Blog / / 04.15.26

Insight: Time for Zimbabwe to Probe Kuvimba Valuation

On February 6, 2026, the International Monetary Fund (IMF) required Zimbabwe to commit to publishing the audited accounts of all of the individual companies held by the country’s new sovereign wealth fund, the Mutapa Investment Fund.

This disclosure requirement raises the possibility of new information on the valuation of one of those companies: Kuvimba Mining House. This is important because, according to The Sentry, Kuvimba may have been radically overvalued when Mutapa paid mystery shareholders more than a billion dollars—about 5% of Zimbabwe’s GDP—for a 35% stake in Kuvimba. Just before the sale, those shareholders had been linked to Kudakwashe Tagwirei, a fuel tycoon and donor to Zimbabwe’s ruling party. Today, Tagwirei is reportedly a potential candidate to succeed President Mnangagwa.

In December 2023, the valuation of Kuvimba jumped up as Mutapa bought the 35% stake. In earlier share transactions, the government had valued Kuvimba at $2 billion in 2021 and $1.5 billion in 2022. The Sentry reported that leaked financial records from 2019 to 2021 suggest Tagwirei’s companies paid below half a billion dollars for Kuvimba’s constituent mines. But in September 2024, Zimbabwe’s finance minister announced that “the implied valuation of Kuvimba was US$4.5 billion…. That is the valuation that Mutapa was able to furnish us with when they did their transaction for the 35% equity.”

Mutapa’s current position is that Kuvimba was worth $3.2 billion when the 35% stake was purchased using a loan from the government of $1.1 billion (i.e. 35% of $3.2 billion is $1.1 billion). According to Mutapa’s chief executive, the $3.2 billion valuation was the median of two estimates carried out by independent advisory firms. In the newly-established Mutapa’s first annual report, auditors issued a qualified opinion, warning that Mutapa’s subsidiaries “were not measured at fair value at initial recognition.”

If Kuvimba was overvalued, this is not merely a matter of historical interest but is an ongoing scandal. The mystery entities who sold the 35% stake were not paid in cash but instead in Treasury Bills—a form of IOU, whereby the government pays the holder when they mature—with a face value of $1.9 billion. The IMF estimates the purchase of the 35% stake has added about 0.25% of GDP to annual debt servicing costs. Ministry of Finance figures from 2025 show that at least $1.3 billion of the $1.9 billion debt is still outstanding, with $100 million due to be paid each year from 2026 to 2028, $175 million due in 2029, and the remaining $825 million due to be paid between 2030 and 2032. These are huge sums for Zimbabwe.
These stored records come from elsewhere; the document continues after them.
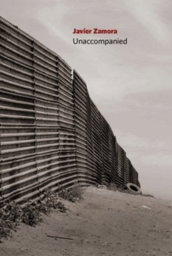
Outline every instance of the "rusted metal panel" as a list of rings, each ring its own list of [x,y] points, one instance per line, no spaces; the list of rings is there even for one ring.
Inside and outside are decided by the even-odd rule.
[[[2,17],[0,38],[0,204],[76,181],[140,185],[81,76]]]

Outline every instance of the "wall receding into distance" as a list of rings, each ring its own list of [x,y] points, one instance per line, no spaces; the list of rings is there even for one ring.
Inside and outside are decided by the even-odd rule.
[[[79,74],[3,18],[0,38],[0,203],[76,182],[140,186]]]

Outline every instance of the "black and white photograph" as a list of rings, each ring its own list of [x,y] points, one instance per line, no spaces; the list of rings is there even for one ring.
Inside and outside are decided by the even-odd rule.
[[[1,256],[172,256],[171,9],[0,0]]]

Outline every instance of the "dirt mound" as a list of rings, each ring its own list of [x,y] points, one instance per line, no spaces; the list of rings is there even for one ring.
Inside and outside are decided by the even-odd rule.
[[[172,256],[172,201],[89,187],[66,213],[21,224],[1,256]]]

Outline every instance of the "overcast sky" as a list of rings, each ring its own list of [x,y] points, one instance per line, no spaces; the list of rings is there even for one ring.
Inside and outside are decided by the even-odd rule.
[[[165,199],[172,199],[171,9],[170,0],[0,0],[0,15],[79,73],[143,192]],[[118,33],[72,34],[83,27]],[[73,38],[128,44],[78,45]]]

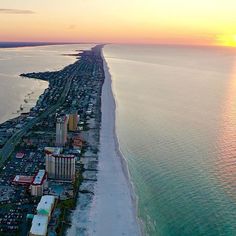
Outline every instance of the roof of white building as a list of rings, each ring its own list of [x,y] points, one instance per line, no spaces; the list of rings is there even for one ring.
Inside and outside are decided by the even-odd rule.
[[[38,236],[47,235],[48,217],[42,215],[35,215],[32,221],[30,233]]]
[[[55,203],[55,197],[51,195],[44,195],[37,206],[38,214],[50,215],[53,205]]]
[[[43,183],[45,178],[46,178],[46,171],[45,170],[39,170],[38,173],[34,177],[33,184],[34,185],[40,185],[40,184]]]

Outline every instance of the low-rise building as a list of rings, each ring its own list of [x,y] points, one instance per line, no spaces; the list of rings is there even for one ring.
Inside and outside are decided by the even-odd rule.
[[[51,195],[44,195],[41,197],[41,200],[37,206],[37,214],[44,215],[50,218],[56,198]]]
[[[39,170],[34,176],[33,182],[30,186],[32,196],[42,196],[45,183],[47,181],[47,174],[45,170]]]
[[[30,229],[30,236],[46,236],[48,229],[48,217],[44,215],[35,215]]]
[[[62,181],[73,181],[75,178],[74,155],[46,155],[48,177]]]

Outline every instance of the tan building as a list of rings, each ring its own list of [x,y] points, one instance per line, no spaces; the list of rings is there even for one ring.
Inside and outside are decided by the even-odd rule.
[[[45,183],[47,181],[47,174],[45,170],[39,170],[34,176],[34,180],[30,185],[32,196],[42,196]]]
[[[74,155],[46,155],[46,171],[48,178],[73,181],[75,178]]]
[[[78,114],[77,112],[69,115],[69,131],[76,131],[78,129]]]
[[[67,142],[67,116],[57,118],[56,123],[56,146],[63,147]]]

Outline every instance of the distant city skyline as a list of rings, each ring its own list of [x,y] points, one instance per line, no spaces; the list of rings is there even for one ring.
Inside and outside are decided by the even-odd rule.
[[[0,3],[0,41],[236,46],[234,0]]]

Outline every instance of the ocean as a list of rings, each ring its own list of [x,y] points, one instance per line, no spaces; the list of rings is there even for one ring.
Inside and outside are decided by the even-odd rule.
[[[236,235],[236,50],[107,45],[147,235]]]
[[[48,87],[46,81],[22,78],[27,72],[60,70],[76,58],[64,54],[90,49],[91,44],[0,48],[0,123],[27,112]],[[21,105],[23,111],[20,110]]]

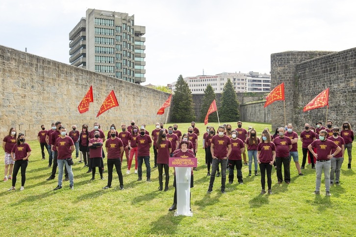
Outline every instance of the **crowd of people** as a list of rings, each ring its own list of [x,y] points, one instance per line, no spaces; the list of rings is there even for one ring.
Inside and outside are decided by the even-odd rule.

The IMF’s announcement should enable Zimbabwe’s Public Accounts Committee (PAC), the Parliamentary body charged with scrutinizing public spending, to probe the valuation of Kuvimba and potentially call for a halt to the payments to the mystery shareholders. The PAC should request the publication of all of Kuvimba’s annual accounts since 2020, together with the independent valuations of Kuvimba used to determine the share price. The PAC should also require that the names of the recipients of the $1.9 billion Treasury Bills be made public.